Terapi prednison dosis rendah yang diberikan harian saat terjadi infeksi saluran pernapasan atas atau infeksi lainnya juga ditemukan mampu menurunkan risiko relaps dibandingkan dosis selang-seling ataupun tanpa prednison. Hal ini didasarkan pada analisis terhadap 4 studi kecil, sehingga masih dibutuhkan pemaparan lebih lanjut. Saat ini, sebuah uji klinis yang lebih besar dengan jumlah sampel melebihi 300 anak sedang dilakukan untuk mengetahui efikasi dan keamanan dari dosis selang-seling dan dosis harian prednison dalam mencegah relaps pada anak dengan infeksi.[7]
Uji klinis open label di India melibatkan 117 anak berusia 1-16 tahun dengan sindrom nefrotik relaps jarang (kurang dari 2 kali dalam 6 bulan atau kurang dari 4 kali dalam setahun) yang mengalami remisi. Studi ini membandingkan efikasi dari pemberian prednisolon dosis selang-seling selama 4 minggu dengan pemberian selama 2 minggu. Hasil studi menunjukkan bahwa pemberian prednisolon dalam durasi lebih pendek menghasilkan ketergantungan steroid dan frekuensi relaps yang serupa. Meski demikian, hasil analisis tidak dapat menyimpulkan adanya noninferioritas.[8]
Kesimpulan
Pemberian kortikosteroid pada anak dengan sindrom nefrotik bertujuan untuk mencapai remisi dan mencegah terjadinya relaps. Meski demikian, pemberian kortikosteroid jangka panjang memiliki berbagai risiko efek samping, seperti pertambahan berat badan, hambatan pertumbuhan, dan sindrom Cushing.

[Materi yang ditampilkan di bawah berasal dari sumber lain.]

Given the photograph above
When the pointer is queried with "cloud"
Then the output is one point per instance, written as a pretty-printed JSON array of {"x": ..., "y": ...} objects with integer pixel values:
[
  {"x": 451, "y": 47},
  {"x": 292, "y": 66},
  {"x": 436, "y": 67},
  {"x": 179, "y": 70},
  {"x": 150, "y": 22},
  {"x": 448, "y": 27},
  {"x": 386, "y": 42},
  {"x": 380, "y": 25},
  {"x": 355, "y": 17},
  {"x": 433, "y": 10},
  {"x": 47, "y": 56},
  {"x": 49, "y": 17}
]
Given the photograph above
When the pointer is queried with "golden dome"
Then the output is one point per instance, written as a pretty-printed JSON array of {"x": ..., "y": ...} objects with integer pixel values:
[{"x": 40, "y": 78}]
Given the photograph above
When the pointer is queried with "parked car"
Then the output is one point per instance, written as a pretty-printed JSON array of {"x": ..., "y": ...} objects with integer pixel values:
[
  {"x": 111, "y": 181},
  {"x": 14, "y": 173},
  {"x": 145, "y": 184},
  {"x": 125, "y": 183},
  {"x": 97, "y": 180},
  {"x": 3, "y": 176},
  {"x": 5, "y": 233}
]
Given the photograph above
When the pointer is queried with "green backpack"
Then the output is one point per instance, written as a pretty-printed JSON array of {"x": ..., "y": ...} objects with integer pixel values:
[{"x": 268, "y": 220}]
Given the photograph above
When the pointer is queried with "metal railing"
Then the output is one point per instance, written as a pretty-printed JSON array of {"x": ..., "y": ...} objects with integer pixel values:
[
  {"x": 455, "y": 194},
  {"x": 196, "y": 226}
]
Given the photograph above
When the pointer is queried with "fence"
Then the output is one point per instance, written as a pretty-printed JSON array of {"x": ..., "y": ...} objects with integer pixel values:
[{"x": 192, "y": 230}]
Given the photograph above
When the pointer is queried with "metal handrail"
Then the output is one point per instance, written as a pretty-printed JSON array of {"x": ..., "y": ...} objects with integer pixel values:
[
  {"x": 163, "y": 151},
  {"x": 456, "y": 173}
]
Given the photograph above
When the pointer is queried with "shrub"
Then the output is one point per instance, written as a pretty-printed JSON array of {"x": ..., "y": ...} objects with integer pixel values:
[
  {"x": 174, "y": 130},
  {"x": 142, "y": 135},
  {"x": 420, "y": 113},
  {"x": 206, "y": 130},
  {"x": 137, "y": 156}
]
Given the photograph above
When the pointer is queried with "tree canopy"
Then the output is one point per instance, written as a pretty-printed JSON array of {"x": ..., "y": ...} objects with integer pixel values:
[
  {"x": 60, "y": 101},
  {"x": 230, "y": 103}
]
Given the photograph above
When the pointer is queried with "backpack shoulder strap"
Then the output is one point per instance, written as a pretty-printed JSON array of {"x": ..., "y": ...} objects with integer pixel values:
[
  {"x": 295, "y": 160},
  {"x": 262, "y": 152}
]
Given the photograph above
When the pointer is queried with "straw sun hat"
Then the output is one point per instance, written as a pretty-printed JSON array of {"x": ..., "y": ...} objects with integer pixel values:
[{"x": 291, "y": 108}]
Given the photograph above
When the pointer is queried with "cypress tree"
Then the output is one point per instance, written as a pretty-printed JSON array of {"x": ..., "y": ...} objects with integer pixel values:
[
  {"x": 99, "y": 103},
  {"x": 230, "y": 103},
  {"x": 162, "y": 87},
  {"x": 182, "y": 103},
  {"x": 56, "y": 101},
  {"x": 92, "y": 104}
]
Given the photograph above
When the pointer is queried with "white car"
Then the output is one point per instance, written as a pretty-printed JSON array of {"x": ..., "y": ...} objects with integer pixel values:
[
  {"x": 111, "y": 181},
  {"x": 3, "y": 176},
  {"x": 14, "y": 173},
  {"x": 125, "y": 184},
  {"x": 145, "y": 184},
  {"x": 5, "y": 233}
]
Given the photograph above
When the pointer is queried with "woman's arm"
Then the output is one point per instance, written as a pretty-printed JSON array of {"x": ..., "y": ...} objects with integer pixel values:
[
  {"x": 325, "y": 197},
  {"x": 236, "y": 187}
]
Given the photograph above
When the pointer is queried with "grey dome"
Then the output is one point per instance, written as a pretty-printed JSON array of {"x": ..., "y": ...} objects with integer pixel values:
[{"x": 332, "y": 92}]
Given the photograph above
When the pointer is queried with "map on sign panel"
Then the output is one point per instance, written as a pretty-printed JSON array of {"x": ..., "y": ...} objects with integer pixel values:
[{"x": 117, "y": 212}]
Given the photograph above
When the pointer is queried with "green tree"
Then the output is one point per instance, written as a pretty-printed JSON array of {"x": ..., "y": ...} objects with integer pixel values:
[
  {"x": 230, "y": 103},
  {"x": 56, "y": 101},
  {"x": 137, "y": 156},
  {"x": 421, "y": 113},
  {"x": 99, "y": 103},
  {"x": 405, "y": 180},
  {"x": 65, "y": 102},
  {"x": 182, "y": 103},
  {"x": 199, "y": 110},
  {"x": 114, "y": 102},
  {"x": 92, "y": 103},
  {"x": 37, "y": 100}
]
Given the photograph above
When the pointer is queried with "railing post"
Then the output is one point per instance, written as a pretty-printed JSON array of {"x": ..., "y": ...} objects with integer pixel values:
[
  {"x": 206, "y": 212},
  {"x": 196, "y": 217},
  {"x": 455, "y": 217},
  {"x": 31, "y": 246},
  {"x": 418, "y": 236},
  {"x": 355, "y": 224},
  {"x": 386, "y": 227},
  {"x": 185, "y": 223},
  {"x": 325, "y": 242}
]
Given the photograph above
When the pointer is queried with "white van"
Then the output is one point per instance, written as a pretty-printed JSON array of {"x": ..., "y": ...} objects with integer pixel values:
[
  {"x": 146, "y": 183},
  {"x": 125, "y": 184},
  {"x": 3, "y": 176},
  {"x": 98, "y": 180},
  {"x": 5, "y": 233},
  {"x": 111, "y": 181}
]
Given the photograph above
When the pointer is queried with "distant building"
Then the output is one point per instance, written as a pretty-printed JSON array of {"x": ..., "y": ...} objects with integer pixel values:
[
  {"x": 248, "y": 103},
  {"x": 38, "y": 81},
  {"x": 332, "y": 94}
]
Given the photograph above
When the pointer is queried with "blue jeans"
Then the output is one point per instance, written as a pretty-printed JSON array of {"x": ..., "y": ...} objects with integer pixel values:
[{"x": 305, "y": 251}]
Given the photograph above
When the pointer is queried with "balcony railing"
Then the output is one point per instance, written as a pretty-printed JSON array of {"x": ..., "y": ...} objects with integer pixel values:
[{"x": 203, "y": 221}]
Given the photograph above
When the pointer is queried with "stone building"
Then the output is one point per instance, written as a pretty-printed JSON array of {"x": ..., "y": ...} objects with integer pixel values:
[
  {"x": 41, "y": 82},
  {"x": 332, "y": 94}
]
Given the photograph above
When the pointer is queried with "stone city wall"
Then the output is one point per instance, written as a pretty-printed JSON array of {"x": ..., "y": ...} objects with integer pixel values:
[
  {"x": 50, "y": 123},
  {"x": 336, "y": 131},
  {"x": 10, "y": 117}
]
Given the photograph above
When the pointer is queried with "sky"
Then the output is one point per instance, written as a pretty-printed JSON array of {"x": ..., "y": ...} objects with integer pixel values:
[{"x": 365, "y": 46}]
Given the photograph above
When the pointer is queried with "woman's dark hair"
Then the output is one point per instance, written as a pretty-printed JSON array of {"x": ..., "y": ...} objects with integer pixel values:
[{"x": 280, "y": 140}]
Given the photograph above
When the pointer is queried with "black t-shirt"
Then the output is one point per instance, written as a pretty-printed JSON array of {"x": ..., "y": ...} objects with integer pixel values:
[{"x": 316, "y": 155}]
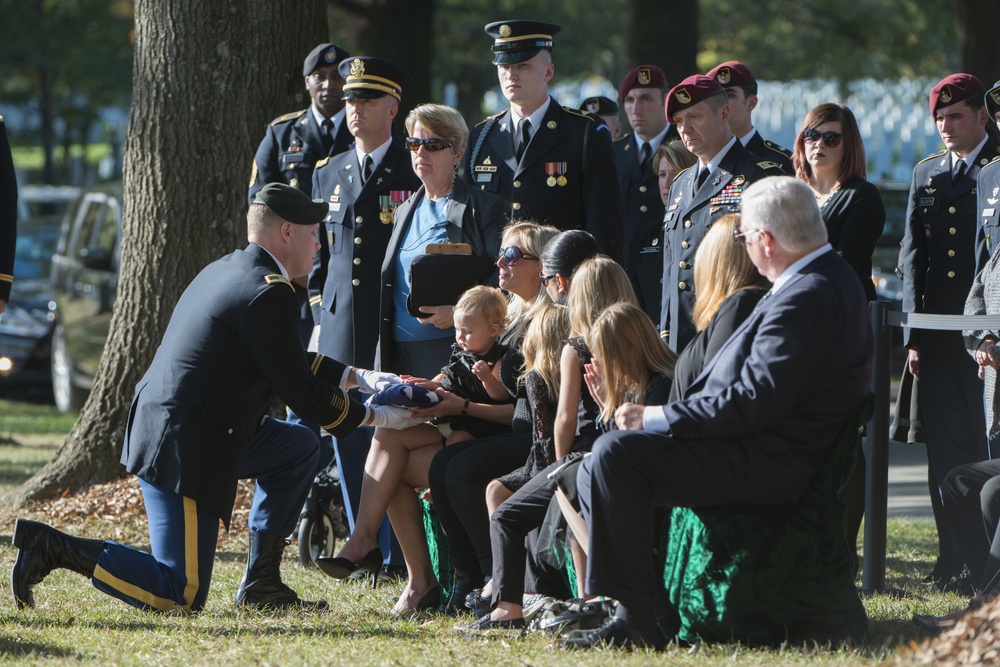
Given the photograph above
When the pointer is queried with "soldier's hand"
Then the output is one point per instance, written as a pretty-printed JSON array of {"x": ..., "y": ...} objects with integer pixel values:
[{"x": 373, "y": 381}]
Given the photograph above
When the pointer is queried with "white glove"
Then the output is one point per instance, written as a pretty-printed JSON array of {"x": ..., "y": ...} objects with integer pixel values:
[
  {"x": 389, "y": 416},
  {"x": 373, "y": 381}
]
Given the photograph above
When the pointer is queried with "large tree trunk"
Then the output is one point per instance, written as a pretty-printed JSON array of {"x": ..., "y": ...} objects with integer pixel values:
[
  {"x": 975, "y": 25},
  {"x": 207, "y": 78},
  {"x": 664, "y": 33}
]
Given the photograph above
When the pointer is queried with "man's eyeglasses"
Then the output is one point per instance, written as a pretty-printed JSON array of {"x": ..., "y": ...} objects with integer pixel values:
[
  {"x": 743, "y": 237},
  {"x": 511, "y": 255},
  {"x": 831, "y": 139},
  {"x": 433, "y": 145}
]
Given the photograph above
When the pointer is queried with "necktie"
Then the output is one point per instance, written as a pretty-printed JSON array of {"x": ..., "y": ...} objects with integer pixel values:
[
  {"x": 328, "y": 134},
  {"x": 959, "y": 172},
  {"x": 366, "y": 169},
  {"x": 702, "y": 177},
  {"x": 525, "y": 138}
]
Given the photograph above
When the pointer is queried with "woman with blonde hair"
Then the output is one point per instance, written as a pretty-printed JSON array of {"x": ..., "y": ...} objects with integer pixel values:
[{"x": 727, "y": 287}]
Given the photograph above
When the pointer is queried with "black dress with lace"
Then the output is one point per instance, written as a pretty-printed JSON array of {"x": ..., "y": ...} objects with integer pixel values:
[{"x": 461, "y": 381}]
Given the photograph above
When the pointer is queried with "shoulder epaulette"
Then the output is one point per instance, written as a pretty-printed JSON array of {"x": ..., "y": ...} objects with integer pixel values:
[
  {"x": 288, "y": 116},
  {"x": 488, "y": 118},
  {"x": 933, "y": 156},
  {"x": 778, "y": 149},
  {"x": 274, "y": 278}
]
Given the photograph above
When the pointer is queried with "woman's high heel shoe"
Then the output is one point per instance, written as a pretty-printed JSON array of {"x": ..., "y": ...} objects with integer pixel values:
[{"x": 341, "y": 568}]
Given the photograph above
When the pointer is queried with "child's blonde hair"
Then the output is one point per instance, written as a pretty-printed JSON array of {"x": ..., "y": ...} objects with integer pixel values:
[
  {"x": 625, "y": 343},
  {"x": 489, "y": 302},
  {"x": 547, "y": 329}
]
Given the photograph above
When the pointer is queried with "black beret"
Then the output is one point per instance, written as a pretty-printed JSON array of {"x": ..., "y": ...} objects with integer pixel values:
[
  {"x": 601, "y": 106},
  {"x": 323, "y": 56},
  {"x": 371, "y": 78},
  {"x": 516, "y": 41},
  {"x": 292, "y": 204}
]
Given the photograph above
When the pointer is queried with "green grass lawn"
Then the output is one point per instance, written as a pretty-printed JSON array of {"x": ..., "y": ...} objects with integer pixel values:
[{"x": 75, "y": 623}]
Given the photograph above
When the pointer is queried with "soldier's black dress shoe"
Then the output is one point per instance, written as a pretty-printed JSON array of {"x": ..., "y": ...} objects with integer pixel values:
[{"x": 615, "y": 633}]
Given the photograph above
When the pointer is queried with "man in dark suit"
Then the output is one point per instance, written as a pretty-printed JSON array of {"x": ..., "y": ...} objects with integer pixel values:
[
  {"x": 197, "y": 425},
  {"x": 988, "y": 192},
  {"x": 641, "y": 92},
  {"x": 741, "y": 88},
  {"x": 553, "y": 163},
  {"x": 753, "y": 428},
  {"x": 362, "y": 188},
  {"x": 8, "y": 217},
  {"x": 939, "y": 264},
  {"x": 698, "y": 106},
  {"x": 295, "y": 142}
]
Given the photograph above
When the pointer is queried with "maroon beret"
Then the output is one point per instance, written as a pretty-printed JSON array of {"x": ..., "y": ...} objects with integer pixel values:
[
  {"x": 643, "y": 76},
  {"x": 689, "y": 92},
  {"x": 731, "y": 73},
  {"x": 955, "y": 88}
]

Studi yang ada menunjukkan bahwa anak dengan sindrom nefrotik episode pertama memerlukan 2-3 bulan terapi prednison saja, karena durasi lebih panjang tidak ditemukan memberi perbedaan bermakna secara klinis. Selain daripada itu, masih dibutuhkan studi lebih lanjut mengenai apakah dosis prednison lebih rendah dapat dipertimbangkan, serta apakah dosis harian lebih baik dibandingkan dosis selang-seling dalam mencegah relaps saat anak mengalami infeksi.